Ma torniamo al merito dei ragionamenti (?) cacciariani, nei quali esiste un equivoco di fondo: Mattarella non è un capo-partito che intende fregare l’avversario politico, un libero pensatore con licenza di navigare intellettualmente a vista, un personaggio preoccupato di mettere in buca chi la pensa diversamente da lui, o, ancor peggio, un bluffante giocatore di poker. Mattarella è il Presidente della Repubblica: “rappresenta l’unità nazionale” e, non a caso, “prima di assumere le sue funzioni, presta giuramento di fedeltà alla Repubblica e di osservanza della Costituzione dinanzi al Parlamento in seduta comune”. Non può giocare al massacro post-elettorale, partendo dal presupposto che gli eletti dal popolo non valgano nulla (anche se purtroppo nel caso di queste elezioni, e non solo in queste, può essere vero) e quindi debbano essere portati al fallimento per poi costruire qualcosa sulle loro macerie. Che senso poteva avere incaricare Matteo Salvini di fare un governo di centro-destra dal momento che questa coalizione era lontanissima dall’avere una credibile maggioranza in Parlamento? Analogo discorso per il M5S ed il suo leader. Queste mosse avrebbero solo logorato i partiti e spento sul nascere ogni possibilità di formare un governo sulla base delle indicazioni elettorali: quella sì che sarebbe stata una surrettizia prevaricazione rispetto alla volontà popolare. Mattarella ha scelto la strada maestra, a rischio di sporcarsi le scarpe, ma ha fatto benissimo, perché non poteva permettersi il lusso di giocare a non fare il governo politico per scodellare poi il governo tecnico e farlo bere a tutti.

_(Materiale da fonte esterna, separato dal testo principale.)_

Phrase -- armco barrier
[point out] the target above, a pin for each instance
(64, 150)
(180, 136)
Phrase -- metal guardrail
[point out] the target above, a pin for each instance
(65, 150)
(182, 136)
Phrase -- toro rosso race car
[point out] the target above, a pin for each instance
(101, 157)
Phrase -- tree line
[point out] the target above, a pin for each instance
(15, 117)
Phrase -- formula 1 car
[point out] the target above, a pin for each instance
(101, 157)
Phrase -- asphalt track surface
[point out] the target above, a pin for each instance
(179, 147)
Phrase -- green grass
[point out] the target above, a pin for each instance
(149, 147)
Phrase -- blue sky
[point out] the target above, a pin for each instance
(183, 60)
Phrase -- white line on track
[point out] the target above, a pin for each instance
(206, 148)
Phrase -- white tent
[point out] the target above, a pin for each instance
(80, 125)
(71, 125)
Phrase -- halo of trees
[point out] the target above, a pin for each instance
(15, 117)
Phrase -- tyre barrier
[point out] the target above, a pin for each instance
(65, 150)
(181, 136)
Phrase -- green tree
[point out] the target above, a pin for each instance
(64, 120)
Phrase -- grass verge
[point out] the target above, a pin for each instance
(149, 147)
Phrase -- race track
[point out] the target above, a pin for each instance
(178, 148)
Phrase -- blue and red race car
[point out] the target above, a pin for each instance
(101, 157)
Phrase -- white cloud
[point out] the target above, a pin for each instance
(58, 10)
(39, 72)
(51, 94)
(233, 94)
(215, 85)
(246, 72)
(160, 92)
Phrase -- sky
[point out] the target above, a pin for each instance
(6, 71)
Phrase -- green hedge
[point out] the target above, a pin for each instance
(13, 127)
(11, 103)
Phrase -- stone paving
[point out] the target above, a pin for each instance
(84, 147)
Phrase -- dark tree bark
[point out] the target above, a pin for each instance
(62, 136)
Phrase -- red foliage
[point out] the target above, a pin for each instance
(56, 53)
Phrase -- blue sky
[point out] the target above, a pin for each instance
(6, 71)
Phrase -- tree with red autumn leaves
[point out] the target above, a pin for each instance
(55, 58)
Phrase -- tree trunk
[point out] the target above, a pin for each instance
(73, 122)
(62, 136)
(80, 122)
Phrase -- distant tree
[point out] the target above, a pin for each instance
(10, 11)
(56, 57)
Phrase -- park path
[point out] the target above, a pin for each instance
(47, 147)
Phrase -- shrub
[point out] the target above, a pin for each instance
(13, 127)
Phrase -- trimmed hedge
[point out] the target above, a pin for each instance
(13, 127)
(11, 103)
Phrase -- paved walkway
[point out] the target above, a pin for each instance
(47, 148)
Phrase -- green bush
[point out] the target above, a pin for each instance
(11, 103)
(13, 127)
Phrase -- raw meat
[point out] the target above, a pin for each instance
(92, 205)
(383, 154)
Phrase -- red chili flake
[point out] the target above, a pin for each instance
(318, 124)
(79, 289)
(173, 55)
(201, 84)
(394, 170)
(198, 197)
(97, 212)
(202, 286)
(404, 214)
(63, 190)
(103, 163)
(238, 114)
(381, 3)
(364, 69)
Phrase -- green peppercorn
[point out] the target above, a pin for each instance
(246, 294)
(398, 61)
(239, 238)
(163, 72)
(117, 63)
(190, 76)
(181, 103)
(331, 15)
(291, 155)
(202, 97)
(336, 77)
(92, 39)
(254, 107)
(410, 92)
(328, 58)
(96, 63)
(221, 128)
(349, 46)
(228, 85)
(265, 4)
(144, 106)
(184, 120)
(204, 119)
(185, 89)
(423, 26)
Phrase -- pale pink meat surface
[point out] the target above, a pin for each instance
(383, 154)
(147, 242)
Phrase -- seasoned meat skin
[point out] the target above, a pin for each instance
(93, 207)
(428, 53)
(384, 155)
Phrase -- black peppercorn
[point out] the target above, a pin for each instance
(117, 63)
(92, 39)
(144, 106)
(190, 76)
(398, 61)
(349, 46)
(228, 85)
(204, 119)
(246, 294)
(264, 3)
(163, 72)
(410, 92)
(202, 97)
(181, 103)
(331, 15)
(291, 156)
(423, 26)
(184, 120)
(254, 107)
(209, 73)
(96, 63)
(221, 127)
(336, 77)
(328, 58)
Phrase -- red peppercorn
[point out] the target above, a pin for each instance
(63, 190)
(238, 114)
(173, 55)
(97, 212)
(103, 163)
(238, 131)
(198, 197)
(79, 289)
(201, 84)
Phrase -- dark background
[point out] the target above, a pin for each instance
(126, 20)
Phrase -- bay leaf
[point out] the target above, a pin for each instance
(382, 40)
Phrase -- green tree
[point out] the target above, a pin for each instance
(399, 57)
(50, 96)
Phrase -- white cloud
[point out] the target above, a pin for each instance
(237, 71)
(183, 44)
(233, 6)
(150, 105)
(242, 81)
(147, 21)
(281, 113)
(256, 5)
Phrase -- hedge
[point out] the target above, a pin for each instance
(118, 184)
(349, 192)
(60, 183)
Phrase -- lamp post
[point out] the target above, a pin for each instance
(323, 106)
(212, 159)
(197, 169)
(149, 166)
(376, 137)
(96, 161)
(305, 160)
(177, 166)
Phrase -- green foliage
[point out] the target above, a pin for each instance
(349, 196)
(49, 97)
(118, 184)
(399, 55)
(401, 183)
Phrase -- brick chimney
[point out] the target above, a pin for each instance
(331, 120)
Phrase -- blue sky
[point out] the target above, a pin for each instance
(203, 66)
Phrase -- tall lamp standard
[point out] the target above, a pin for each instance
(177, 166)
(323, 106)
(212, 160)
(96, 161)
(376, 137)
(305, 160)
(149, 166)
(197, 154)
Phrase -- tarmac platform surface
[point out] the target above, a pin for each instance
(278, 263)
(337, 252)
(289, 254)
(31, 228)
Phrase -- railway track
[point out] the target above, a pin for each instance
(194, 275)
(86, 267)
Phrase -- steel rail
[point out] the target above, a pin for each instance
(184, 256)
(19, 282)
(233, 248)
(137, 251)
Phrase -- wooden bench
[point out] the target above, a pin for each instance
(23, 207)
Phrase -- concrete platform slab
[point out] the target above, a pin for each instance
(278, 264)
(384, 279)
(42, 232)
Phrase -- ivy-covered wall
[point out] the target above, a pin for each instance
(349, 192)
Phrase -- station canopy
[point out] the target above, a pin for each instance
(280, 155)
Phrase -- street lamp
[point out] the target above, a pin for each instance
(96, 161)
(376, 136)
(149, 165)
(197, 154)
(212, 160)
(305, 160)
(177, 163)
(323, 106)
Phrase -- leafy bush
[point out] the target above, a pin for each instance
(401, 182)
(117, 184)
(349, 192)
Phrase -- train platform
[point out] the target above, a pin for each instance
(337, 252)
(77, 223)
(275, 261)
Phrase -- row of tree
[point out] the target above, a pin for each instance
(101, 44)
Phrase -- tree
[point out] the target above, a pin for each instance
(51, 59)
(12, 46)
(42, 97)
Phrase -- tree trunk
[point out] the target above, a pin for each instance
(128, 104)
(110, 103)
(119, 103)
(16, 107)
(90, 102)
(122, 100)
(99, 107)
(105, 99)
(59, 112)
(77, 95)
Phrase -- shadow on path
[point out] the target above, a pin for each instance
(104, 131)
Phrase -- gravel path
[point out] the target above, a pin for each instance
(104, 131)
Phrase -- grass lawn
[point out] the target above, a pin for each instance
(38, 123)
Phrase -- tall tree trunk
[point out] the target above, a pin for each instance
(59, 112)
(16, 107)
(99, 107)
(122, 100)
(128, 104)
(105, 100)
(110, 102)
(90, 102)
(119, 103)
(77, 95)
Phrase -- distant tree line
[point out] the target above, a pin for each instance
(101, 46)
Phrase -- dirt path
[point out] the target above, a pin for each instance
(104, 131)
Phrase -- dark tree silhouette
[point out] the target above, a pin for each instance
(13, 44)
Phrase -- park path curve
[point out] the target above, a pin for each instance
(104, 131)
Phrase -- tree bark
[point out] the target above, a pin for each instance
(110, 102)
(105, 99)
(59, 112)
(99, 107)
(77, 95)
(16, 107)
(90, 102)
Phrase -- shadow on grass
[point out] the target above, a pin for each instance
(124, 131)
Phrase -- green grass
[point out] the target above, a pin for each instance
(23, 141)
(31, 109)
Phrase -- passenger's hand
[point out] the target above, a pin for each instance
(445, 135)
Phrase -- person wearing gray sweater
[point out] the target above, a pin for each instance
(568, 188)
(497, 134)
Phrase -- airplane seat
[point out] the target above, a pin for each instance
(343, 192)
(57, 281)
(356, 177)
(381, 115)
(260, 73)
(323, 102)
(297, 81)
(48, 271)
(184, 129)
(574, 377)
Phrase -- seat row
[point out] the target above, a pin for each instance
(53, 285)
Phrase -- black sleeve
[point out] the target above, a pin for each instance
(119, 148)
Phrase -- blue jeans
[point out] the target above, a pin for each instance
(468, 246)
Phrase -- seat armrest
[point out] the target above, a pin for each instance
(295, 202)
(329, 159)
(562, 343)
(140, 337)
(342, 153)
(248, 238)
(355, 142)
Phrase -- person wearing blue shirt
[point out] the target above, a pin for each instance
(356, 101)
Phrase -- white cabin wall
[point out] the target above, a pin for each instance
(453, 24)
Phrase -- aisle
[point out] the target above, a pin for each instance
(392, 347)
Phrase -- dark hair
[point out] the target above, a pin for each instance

Solo dopo avere verificato pazientemente e correttamente la inesistenza di una maggioranza politica in Parlamento e la mancanza della volontà di formare una coalizione programmatica solida e credibile, ha ripiegato sul governo tecnico, pronto a riaprire il discorso politico qualora ne spuntassero i presupposti. Così è andata ed è venuto fuori il contratto del governo di cambiamento a cui il Presidente ha però posto un inevitabile alt a livello ministeriale, come previsto espressamente nei suoi poteri di scelta dei ministri e nei suoi doveri di garanzia costituzionale. Solo allora ha ripreso corpo l’ipotesi del governo tecnico, tenuto in sospeso per l’incertezza e l’incoerenza dei protagonisti a livello partitico fino al definitivo e strambo accordo raggiunto in zona Cesarini.

È ben curioso che un autorevole uomo di cultura, peraltro già impegnato in qualche modo nell’agone politico, critichi Mattarella per non aver snobbato la politica, logorandone i protagonisti con la settimana enigmistica alla mano: butto giù Salvini, poi elimino Di Maio e finalmente impongo nei fatti il governo tecnico.  Dio ci scampi e liberi da un presidente della repubblica che fa il bullo istituzionale, come vagheggia Massimo Cacciari. Di bulli ne abbiamo anche troppi e mi stupisce che Cacciari abbia contratto, seppure in forma ancora lieve, la malattia del bullismo: intanto che è ancora in tempo si curi, si autoricoveri all’università, faccia il suo mestiere, scriva libri di filosofia, impartisca lezioni ai suoi studenti e lasci stare la politica che, almeno per il momento, non fa per lui.